= Allethrins =

Class of synthetic chemicals used as insecticides

Allethrin I (R = −CH_{3})
Allethrin II (R = −COOCH_{3})

The allethrins are a group of related synthetic compounds used in insecticides. They are classified as pyrethroids, i.e. synthetic versions of pyrethrin, a chemical with insecticidal properties found naturally in Chrysanthemum flowers. They were first synthesized in the United States by Milton S. Schechter in 1949. Allethrin was the first pyrethroid.
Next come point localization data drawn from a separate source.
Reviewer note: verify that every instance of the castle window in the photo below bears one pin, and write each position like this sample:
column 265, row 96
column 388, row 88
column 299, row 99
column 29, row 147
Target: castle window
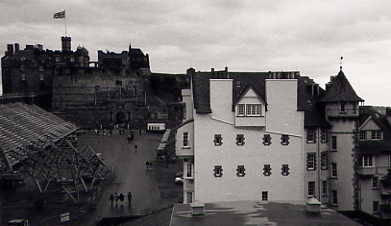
column 324, row 160
column 241, row 109
column 311, row 136
column 218, row 171
column 267, row 139
column 323, row 136
column 334, row 169
column 239, row 139
column 334, row 143
column 253, row 110
column 343, row 108
column 185, row 139
column 218, row 140
column 285, row 170
column 334, row 197
column 363, row 135
column 284, row 139
column 324, row 187
column 267, row 170
column 376, row 134
column 311, row 161
column 367, row 161
column 240, row 171
column 264, row 196
column 311, row 188
column 375, row 182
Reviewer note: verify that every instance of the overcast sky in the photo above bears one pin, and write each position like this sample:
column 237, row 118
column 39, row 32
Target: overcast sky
column 308, row 36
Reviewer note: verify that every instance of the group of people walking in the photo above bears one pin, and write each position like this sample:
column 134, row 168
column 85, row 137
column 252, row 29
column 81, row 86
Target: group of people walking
column 119, row 199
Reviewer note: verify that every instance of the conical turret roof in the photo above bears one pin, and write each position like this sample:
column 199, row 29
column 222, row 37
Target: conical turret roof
column 340, row 90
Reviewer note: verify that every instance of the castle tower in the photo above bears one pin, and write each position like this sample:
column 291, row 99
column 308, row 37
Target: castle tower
column 341, row 111
column 65, row 43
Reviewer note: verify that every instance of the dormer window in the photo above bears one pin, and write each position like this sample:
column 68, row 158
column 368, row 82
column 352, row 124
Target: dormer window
column 343, row 108
column 376, row 134
column 240, row 139
column 241, row 109
column 249, row 110
column 253, row 110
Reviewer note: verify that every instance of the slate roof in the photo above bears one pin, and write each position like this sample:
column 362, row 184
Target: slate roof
column 375, row 146
column 306, row 101
column 256, row 213
column 340, row 90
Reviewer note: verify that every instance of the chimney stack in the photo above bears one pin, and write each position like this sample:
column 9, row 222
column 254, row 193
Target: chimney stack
column 10, row 49
column 65, row 44
column 16, row 47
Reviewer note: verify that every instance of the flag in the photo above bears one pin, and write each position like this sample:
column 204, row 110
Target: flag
column 59, row 15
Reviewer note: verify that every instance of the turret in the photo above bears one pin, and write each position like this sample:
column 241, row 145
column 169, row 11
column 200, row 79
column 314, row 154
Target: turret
column 65, row 44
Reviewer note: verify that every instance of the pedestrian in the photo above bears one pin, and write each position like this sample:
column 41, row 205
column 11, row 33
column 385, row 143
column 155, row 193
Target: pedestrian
column 121, row 197
column 129, row 199
column 111, row 199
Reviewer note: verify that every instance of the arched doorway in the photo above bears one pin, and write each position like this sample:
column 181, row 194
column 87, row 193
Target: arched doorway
column 120, row 117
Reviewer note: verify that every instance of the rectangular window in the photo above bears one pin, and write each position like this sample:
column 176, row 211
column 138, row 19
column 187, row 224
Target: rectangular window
column 375, row 206
column 189, row 169
column 335, row 197
column 311, row 136
column 334, row 143
column 324, row 160
column 218, row 171
column 311, row 188
column 253, row 109
column 363, row 135
column 241, row 108
column 375, row 182
column 376, row 135
column 324, row 136
column 189, row 197
column 284, row 139
column 285, row 169
column 267, row 170
column 343, row 108
column 311, row 161
column 218, row 140
column 267, row 139
column 367, row 161
column 265, row 196
column 240, row 139
column 185, row 139
column 324, row 188
column 240, row 171
column 334, row 169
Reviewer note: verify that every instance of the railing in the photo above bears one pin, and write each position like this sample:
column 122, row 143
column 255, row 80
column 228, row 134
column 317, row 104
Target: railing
column 376, row 170
column 337, row 112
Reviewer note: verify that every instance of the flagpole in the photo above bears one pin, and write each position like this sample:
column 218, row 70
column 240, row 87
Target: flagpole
column 65, row 23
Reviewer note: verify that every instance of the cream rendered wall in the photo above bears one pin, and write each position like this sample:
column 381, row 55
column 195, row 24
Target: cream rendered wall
column 253, row 155
column 368, row 195
column 343, row 129
column 187, row 99
column 317, row 175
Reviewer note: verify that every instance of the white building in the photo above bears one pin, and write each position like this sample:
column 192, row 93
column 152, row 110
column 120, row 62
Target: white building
column 271, row 136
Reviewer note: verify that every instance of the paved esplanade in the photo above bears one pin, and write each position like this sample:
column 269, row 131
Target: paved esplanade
column 130, row 174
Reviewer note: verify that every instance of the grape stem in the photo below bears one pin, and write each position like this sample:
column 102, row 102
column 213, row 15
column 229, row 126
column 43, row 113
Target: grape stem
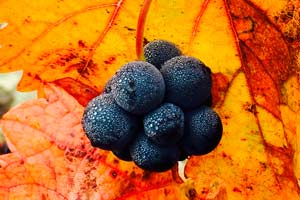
column 140, row 29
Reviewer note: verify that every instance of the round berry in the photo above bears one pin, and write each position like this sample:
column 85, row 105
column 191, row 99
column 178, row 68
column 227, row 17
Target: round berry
column 149, row 156
column 159, row 51
column 203, row 131
column 188, row 82
column 138, row 87
column 123, row 154
column 164, row 125
column 106, row 124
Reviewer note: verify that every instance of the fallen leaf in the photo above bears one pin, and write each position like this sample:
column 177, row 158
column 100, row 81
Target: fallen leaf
column 252, row 48
column 52, row 158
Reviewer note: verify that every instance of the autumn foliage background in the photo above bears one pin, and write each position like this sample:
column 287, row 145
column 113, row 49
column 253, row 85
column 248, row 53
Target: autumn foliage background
column 69, row 49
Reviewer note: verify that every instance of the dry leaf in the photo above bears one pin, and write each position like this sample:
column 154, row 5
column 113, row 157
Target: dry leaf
column 252, row 48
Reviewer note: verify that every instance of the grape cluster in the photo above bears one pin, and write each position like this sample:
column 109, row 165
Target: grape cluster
column 155, row 112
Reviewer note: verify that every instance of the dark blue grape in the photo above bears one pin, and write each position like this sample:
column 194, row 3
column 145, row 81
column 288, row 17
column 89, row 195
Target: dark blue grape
column 138, row 87
column 159, row 51
column 188, row 82
column 203, row 131
column 123, row 154
column 107, row 125
column 165, row 124
column 149, row 156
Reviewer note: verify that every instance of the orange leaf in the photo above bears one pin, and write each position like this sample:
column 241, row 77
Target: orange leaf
column 252, row 48
column 52, row 158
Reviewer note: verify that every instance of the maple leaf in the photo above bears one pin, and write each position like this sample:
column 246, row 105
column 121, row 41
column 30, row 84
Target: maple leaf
column 252, row 48
column 52, row 158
They are commonly used in ultra-low volume sprays for outdoor mosquito control, and in many household insecticides such as RAID, as well as mosquito coils.

==Chemical structure==
Allethrin I and allethrin II differ by having a methyl group and a methyl ester, respectively, on one terminus. Each of these allethrins consists of the eight possible stereoisomers. A partly enantiopure variant of allethrin I, consisting of only two stereoisomers in an approximate ratio of 1:1, is called bioallethrin. The same mixture of isomers, but in an approximate ratio of 3:1, is known as esbiothrin.

==Toxicity==
Chronic exposure to allethrins alters the plasma biochemical profile of humans and may have adverse health effects. Bioallethrin has been shown to cause oxidative damage, cellular toxicity and necrosis of human lymphocytes studied in vitro. It is highly toxic to fish and aquatic invertebrates. At normal application rates, allethrin is slightly toxic to bees. Insects subject to exposure become paralyzed (nervous system effect) before dying. Allethrins are toxic to cats because they either do not produce, or produce less of certain isoforms of glucuronosyltransferase, which serve in hepatic detoxifying metabolism pathways.